Da RR seinen gesamten Betrieb nach Vollendung seines 55. Lebensjahres unter Zurückbehaltung des betrieblichen Grundstücks durch Entnahme veräußert, können die stillen Reserven unter Anwendung des ermäßigten Steuersatzes gem. § 34 Abs. 3 EStG aufgedeckt werden. Der ermäßigte Steuersatz ist auf Antrag zu gewähren und ist auf den Teil der außerordentlichen Einkünfte (Veräußerungsgewinn), der den Betrag von insgesamt 5 Millionen Euro nicht übersteigt, beschränkt. Der ermäßigte Steuersatz beträgt 56 % des durchschnittlichen Steuersatzes, der sich ergäbe, wenn die tarifliche Einkommensteuer nach dem gesamten zu versteuernden Einkommen zuzüglich der dem Progressionsvorbehalt unterliegenden Einkünfte zu bemessen wäre, mindestens jedoch 14 %. Die Ermäßigung kann RR einmal im Leben in Anspruch nehmen.

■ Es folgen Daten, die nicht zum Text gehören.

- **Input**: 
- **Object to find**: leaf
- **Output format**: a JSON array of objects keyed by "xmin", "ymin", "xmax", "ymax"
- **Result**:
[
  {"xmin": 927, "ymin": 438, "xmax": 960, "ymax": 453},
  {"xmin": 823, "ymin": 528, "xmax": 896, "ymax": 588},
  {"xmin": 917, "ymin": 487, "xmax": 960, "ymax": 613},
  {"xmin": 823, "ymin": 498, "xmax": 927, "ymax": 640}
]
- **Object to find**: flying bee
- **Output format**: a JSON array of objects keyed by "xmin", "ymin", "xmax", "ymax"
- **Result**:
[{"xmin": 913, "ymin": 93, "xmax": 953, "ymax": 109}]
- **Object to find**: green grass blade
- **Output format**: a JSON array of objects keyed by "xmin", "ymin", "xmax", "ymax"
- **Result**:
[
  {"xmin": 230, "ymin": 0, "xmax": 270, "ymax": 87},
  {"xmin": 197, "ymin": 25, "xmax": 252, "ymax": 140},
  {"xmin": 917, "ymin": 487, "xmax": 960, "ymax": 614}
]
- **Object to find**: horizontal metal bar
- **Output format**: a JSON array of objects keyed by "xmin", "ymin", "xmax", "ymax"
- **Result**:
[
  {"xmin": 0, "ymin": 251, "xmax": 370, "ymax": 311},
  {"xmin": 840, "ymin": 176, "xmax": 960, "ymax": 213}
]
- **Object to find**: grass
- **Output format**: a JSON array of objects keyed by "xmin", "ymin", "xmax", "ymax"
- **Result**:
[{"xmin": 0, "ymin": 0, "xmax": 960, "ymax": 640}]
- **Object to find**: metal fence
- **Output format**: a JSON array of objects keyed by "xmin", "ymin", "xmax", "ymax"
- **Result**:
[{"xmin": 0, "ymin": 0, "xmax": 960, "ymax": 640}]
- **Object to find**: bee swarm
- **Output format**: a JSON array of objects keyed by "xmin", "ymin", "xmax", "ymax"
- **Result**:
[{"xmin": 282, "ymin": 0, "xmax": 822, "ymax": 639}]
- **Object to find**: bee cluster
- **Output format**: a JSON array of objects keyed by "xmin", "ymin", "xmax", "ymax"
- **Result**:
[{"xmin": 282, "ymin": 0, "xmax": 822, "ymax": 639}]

RR hat insgesamt 1.000.000 Euro (500.000 Euro Verkaufswert + 750.000 Euro Gutachtenwert ./. 250.000 Euro Buchwert) stille Reserven mit einem ermäßigten Steuersatz in Höhe von 22,40 % (40% x 56%) zu versteuern, davon entfallen 650.000 Euro auf das Grundstück. Die Steuerentstrickung des Grundstücks kostet RR 145.600 Euro (650.000 Euro x 22,40 %) Einkommensteuer.

Tipp

In Zeiten steigender Immobilienpreise kann eine Steuerentstrickung von im Betriebsvermögen befindlichen Grundstücken unter Ausnutzung der Steuervergünstigungen der §§ 16 und 34 EStG sinnvoll sein. Neben den Steuervergünstigungen wird neues Abschreibungsvolumen geschaffen. Während die Auflösung der stillen Reserven in der Spitze mit höchstens ca. 25 % (45% x 56%) besteuert wird, können die dadurch generierten neuen Abschreibungsbeträge eine steuerliche Entlastung von 45% entfalten. Der Steuerpflichtige kann so einen Großteil der bei Aufdeckung der stillen Reserven ausgelösten Steuern im Nachgang kompensieren. Gleichzeitig können zukünftige Wertsteigerungen bei jetzt gültiger Gesetzeslage einer Besteuerung entzogen werden, wenn die Immobilie weitere zehn Jahre im Besitz des Veräußerers oder Erben verbleibt.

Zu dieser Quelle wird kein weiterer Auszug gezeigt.